Last Updated: Friday - 09/24/2010
Week of January 30, 2006
Teenage martyr suffered for her profound faith
Barcelonians regularly stop, pray at a street shrine for St. Eulalia
Saint – St. Eulalia – February 12
By TED FITZGERALD
Special to the WCR
Dominating the central square in Spain's Catalonian heartland is Barcelona's famous cathedral, dedicated to the Holy Cross and St. Eulalia, La Catedral de La Santa Creu i de Santa Eulalia.
It honours the city's patron, a martyr during the fourth century persecutions of Roman Emperor Diocletian, a saint whose memorials are not hard to find in this vibrant state capital and Mediterranean port city.
Santa Eulalia de Barcelona has lent her name to a short street to the side of the cathedral. It's near the central city square, Placa de la Seu, identified in huge letters in the pavement by Barcelona's first century Roman name of Barcino.
Eulalia was a 13-year-old Christian resident of the city who was tried, tortured 13 times and killed on an oblique cross for her faith here in 303 after refusing to pay homage to pagan gods. Her punishment included being rolled the length of narrow Baixada de Santa Eulalia in a glass-filled barrel.
Pause for prayer
In this laneway, Barcelonans traditionally pause for a prayer at a flower-decked open air shrine that honours the saint with a small statue and explanatory plaque.
Following her martyrdom, the teenager was buried in the graveyard of the early church of Our Lady of the Sea Sands, at the waters' edge one-half kilometre from the present cathedral. In 693, the church was renamed Santa Maria del Mar and, 20 years later during an Arab invasion, the saint's relics were hidden somewhere in the church walls.
It was not until 898 that the precious remains were rediscovered and veneration of Eulalia began in earnest there, continuing for the next several hundred years.
Then, in 1339, the relics were transferred with great ceremony to a special crypt in the cathedral prepared by architect Jaime Fabre especially to house the precious objects. There, the original ninth century tomb of the saint can still be seen set into the wall behind the present sarcophagus.

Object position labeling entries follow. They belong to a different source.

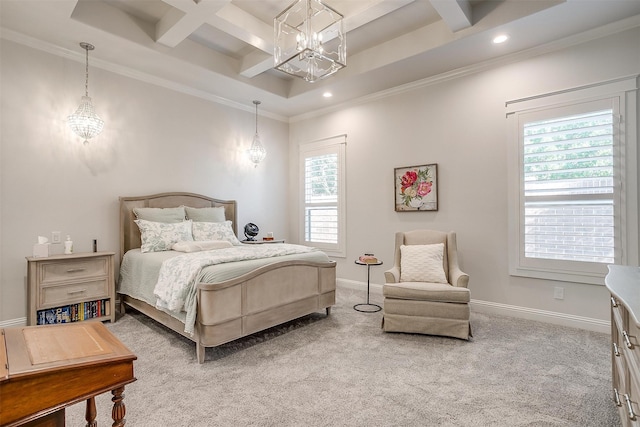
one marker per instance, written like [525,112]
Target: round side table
[367,307]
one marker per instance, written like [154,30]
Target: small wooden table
[44,369]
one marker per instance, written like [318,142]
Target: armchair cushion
[422,263]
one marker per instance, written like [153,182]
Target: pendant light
[85,122]
[310,41]
[257,153]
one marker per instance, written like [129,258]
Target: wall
[460,125]
[154,140]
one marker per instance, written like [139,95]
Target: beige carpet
[343,370]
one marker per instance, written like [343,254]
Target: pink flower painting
[413,186]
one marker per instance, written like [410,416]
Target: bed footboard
[264,298]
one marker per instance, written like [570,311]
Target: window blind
[568,172]
[321,198]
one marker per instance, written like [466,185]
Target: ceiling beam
[185,17]
[457,14]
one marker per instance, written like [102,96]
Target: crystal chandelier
[85,122]
[257,153]
[310,42]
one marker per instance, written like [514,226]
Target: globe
[250,231]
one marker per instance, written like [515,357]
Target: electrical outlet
[558,292]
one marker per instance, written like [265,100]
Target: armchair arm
[393,275]
[459,278]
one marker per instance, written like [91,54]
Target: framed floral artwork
[416,188]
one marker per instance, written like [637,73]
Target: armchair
[425,291]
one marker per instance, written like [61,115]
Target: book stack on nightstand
[71,288]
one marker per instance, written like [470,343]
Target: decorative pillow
[161,236]
[204,245]
[214,214]
[422,263]
[160,214]
[214,231]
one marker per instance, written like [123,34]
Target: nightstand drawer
[73,269]
[70,293]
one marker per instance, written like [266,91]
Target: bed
[237,298]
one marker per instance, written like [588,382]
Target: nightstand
[71,288]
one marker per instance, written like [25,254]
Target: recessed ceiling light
[500,39]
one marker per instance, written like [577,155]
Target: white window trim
[625,89]
[335,143]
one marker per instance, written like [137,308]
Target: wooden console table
[44,369]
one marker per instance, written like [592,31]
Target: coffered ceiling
[222,49]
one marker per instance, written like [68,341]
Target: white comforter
[176,288]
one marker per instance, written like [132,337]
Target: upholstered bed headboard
[129,232]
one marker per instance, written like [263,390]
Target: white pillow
[161,236]
[422,263]
[213,214]
[205,245]
[215,231]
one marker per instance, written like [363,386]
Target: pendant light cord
[256,103]
[86,71]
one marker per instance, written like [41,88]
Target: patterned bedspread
[176,287]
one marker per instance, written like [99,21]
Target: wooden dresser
[624,285]
[71,288]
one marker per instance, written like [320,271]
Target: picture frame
[416,188]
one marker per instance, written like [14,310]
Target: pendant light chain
[86,71]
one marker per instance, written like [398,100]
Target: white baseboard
[479,306]
[562,319]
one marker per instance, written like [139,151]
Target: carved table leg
[119,410]
[90,413]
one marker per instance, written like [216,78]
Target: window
[322,187]
[569,213]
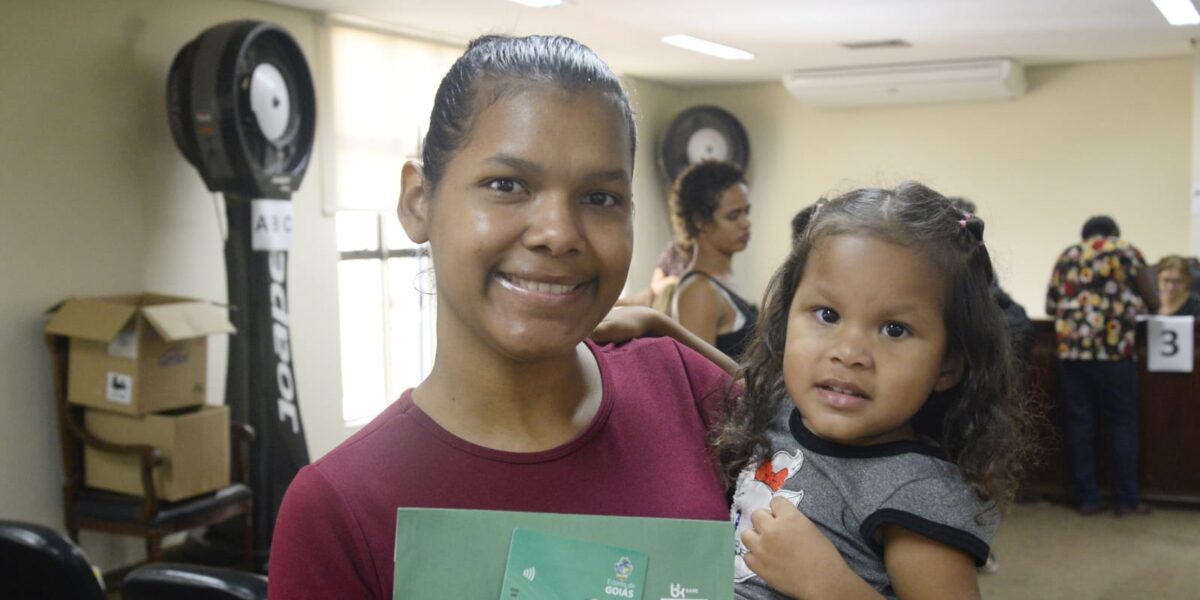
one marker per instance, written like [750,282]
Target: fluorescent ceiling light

Construction of Barcelona Cathedral was begun in 1298 in a rise called Mount Tabor by the Romans, site of an early imperial fort. Remnants of third century walls that enclosed the site can still be seen, as well as parts of an ancient temple. It took 600 years to complete the Catalan Gothic style building, a massive church with many ornate chapels surrounding the nave.
Symbols of Eulalia's death, St. Andrew's crosses, are found throughout the church and adjacent cloisters are still home to 13 white geese, traditional guardians of the sacred repository.
The crypt, situated in the centre of the church, is spacious, airy and brightly illuminated and is the most intimate place in Barcelona Cathedral. It's approached by a broad, semi-circular gallery that can seat several hundred people for Masses celebrated at the saint's tomb.
The altar is surmounted by a graceful alabaster sarcophagus, designed by sculptor Lupo di Francesco in 1327 and decorated with scenes depicting the martyrdom of the saint and recovery of her relics. Eulalia is also figured with Our Lady in a huge keystone where 12 arches converge above the altar.
Although daily Eucharist is celebrated in the Blessed Sacrament chapel to the right of the main church entrance, and major feasts make use of the cathedral's main altar, visiting groups are often allowed to hear Mass in the crypt, a special honour and a most moving experience in this focal point of profound devotion to the saint.
Some three million people are thought to visit her shrine each year and Santa Eulalia is naturally honoured in many churches in Catalonia. Several of Barcelona's houses of worship contain shrines devoted to this teenage virgin martyr.